A atuação do cartel, de acordo com o informante, teria começado em São Paulo, em 1990, e, agora, ele também estaria se organizando para manipular a licitação do trem-bala, um projeto do governo Dilma que vai ligar o Rio de Janeiro a São Paulo.
Na carta seguinte, que chegou à embaixada dias depois da primeira, o autor se identifica como funcionário da divisão de transportes da companhia e acrescenta detalhes sobre o funcionamento do cartel — "dangoo" em japonês, como ele faz questão de frisar. O texto lista os nomes dos diretores da Mitsui envolvidos e diz que um deles tinha contato direto com o ex-governador tucano José Serra, a quem teria pedido ajuda para desatar a venda de quarenta trens elétricos à Companhia Paulista de Trens Metropolitanos (CPTM). O denunciante afirma que da parceria entre a Mitsui e a Siemens resultaram pagamentos de propina a funcionários da CPTM. O dinheiro teria sido depositado em contas bancárias na Suíça. O suposto funcionário pedia à embaixada que enviasse as denúncias ao Ministério Público.

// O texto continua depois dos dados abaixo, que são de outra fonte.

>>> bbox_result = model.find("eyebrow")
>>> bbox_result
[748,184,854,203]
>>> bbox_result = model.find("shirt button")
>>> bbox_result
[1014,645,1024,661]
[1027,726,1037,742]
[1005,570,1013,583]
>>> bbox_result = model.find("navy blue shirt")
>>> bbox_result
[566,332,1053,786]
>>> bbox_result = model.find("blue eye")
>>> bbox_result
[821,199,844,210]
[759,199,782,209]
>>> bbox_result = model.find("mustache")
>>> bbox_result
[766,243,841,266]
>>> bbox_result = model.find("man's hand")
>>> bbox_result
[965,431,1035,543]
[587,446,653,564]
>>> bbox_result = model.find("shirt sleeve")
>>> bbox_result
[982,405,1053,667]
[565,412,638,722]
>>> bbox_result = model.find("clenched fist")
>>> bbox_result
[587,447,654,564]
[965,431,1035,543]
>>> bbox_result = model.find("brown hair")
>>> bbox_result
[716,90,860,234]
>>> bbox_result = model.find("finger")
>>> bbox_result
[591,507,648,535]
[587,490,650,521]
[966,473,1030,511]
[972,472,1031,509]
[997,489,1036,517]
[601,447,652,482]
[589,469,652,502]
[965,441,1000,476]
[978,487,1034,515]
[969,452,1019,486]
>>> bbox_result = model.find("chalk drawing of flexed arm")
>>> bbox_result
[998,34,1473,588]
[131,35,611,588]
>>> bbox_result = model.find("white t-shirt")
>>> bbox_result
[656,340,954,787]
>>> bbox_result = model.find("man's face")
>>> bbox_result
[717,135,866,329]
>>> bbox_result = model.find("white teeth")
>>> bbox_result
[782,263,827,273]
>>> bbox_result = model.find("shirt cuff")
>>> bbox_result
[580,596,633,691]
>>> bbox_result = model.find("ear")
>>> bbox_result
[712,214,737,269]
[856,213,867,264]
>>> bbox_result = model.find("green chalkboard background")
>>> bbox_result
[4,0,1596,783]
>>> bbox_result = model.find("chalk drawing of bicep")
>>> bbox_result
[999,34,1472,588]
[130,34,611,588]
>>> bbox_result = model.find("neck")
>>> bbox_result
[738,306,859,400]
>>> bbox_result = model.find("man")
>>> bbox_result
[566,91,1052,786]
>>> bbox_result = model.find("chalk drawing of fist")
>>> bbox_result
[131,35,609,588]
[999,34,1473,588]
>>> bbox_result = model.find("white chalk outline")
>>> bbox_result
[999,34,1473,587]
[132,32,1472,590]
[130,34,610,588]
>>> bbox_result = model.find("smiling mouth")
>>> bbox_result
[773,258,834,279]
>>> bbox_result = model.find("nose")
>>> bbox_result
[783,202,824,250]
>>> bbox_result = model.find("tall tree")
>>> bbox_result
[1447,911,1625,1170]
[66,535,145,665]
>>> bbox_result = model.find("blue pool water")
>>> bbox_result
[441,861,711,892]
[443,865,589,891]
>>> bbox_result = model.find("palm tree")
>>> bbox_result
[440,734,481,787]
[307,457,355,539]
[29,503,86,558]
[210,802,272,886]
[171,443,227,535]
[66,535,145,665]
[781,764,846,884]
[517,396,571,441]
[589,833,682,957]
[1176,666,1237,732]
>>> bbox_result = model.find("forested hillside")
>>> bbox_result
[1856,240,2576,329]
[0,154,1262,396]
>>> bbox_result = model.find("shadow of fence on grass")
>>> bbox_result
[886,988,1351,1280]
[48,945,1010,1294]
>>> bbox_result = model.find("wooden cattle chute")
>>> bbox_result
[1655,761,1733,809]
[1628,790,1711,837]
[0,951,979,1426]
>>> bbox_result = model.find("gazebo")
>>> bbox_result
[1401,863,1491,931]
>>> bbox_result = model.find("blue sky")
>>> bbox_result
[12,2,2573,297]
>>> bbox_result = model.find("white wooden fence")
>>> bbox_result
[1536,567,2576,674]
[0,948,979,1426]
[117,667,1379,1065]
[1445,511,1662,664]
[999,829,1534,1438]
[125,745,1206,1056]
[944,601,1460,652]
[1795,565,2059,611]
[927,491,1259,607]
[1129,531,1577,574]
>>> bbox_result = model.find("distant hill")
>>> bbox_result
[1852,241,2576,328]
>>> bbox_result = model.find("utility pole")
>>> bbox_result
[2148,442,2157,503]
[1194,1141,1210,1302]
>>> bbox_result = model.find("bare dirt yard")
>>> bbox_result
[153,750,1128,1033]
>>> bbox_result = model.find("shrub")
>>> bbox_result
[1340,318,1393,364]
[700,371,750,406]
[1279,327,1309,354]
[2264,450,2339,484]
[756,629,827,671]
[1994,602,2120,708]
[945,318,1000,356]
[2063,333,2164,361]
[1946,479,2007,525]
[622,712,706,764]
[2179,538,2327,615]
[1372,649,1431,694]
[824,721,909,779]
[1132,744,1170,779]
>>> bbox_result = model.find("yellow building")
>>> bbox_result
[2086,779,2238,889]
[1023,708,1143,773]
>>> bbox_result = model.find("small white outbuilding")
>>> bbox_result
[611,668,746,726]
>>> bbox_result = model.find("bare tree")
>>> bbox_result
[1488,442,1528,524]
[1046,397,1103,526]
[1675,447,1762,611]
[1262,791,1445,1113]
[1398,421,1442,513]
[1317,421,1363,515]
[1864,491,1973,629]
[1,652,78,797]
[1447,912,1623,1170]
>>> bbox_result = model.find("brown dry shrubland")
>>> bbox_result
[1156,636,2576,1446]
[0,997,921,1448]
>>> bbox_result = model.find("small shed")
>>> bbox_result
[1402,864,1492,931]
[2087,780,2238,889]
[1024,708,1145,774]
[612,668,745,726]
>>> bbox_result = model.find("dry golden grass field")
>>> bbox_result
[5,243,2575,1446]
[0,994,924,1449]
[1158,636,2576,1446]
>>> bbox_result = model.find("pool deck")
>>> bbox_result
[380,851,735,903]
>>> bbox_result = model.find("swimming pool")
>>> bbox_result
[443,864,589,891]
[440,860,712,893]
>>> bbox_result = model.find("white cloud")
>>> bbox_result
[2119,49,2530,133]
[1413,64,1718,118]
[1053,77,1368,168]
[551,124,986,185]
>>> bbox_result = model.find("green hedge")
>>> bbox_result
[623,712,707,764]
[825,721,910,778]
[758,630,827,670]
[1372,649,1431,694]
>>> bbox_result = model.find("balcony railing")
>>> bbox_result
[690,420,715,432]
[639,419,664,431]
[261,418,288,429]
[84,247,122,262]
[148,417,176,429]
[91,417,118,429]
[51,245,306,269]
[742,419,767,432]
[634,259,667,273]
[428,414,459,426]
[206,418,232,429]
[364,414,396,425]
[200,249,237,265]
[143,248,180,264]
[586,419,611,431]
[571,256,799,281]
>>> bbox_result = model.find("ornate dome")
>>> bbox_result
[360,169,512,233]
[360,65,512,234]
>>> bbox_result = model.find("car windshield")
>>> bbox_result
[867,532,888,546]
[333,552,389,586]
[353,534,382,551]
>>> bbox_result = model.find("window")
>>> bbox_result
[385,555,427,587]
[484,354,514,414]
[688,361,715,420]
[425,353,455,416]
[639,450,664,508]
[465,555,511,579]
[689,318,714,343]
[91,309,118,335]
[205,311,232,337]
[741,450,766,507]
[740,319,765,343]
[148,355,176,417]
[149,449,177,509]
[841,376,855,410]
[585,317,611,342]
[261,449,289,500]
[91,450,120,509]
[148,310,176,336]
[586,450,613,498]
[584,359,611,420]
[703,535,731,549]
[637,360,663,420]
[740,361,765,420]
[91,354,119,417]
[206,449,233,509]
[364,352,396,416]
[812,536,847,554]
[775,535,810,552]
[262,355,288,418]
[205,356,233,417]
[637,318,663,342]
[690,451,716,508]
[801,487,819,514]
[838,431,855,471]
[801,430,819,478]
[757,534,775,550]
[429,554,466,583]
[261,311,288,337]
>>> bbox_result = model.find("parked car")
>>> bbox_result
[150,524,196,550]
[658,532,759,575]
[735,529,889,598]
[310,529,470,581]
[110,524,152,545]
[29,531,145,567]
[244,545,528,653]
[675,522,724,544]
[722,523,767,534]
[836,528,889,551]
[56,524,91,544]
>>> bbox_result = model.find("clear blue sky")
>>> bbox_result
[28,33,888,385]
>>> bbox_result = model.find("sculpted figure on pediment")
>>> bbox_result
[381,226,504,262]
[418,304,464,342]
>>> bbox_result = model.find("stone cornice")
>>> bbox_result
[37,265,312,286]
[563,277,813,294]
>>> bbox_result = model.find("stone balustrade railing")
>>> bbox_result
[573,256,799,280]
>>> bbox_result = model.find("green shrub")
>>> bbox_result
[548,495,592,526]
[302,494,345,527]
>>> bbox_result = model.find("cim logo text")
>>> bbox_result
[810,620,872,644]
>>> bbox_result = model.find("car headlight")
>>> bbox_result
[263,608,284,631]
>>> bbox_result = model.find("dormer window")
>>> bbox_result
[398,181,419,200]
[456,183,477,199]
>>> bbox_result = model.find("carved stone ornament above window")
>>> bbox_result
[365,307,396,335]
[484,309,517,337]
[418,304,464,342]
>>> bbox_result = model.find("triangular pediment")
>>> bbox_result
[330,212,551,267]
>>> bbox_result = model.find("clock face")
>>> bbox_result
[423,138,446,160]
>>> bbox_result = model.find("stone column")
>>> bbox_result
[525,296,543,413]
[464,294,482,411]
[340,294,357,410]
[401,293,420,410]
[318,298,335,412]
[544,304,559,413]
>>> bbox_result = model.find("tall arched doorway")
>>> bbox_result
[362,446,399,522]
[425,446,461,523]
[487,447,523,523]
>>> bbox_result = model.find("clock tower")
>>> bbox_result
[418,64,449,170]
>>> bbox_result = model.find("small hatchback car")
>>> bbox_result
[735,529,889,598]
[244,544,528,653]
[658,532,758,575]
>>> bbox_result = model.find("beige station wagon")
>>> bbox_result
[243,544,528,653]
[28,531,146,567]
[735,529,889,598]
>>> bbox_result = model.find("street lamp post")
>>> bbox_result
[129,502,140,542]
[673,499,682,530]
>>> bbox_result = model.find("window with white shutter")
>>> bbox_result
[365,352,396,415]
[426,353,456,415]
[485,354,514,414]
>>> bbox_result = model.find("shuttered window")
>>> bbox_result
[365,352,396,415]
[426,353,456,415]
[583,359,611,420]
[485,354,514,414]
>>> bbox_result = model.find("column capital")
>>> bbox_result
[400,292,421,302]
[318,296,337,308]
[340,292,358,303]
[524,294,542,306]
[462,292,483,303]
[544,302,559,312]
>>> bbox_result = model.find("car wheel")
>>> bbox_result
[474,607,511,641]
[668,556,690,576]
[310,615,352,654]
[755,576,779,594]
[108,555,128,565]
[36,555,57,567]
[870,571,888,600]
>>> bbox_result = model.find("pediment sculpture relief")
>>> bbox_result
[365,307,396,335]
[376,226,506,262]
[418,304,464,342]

As cartas anônimas ganharam tratamento de segredo de Estado no caminho entre Tóquio e Brasília. A embaixada remeteu os documentos, classificados como secretos, ao ministro das Relações Exteriores, que os encaminhou a José Eduardo Cardozo. O ministro da Justiça confirmou ter repassado à Polícia Federal as denúncias, que foram anexadas a uma "investigação sigilosa". Cardozo rechaça com veemência as suspeitas de manipulação política do caso. Afirma que apenas cumpre com sua obrigação ao mandar apurar o teor das cartas. O anonimato das denúncias não significa que elas não possam ter fundamento. As investigações já realizadas sobre o cartel dos trens, aliás, exibem fartas evidências de que o esquema consumiu milhões de reais dos cofres públicos. Na carta questionada pela oposição, há um trecho em que o denunciante menciona um acordo pelo qual ganharia um emprego do PT em troca das revelações. Corruptos, independentemente da coloração, devem ser investigados e punidos de acordo com a lei. Em um Estado de direito, porém, é inadmissível que investigações policiais passem pelo crivo partidário ou sejam manipuladas de acordo com objetivos políticos. Se isso aconteceu, os responsáveis devem ser igualmente punidos.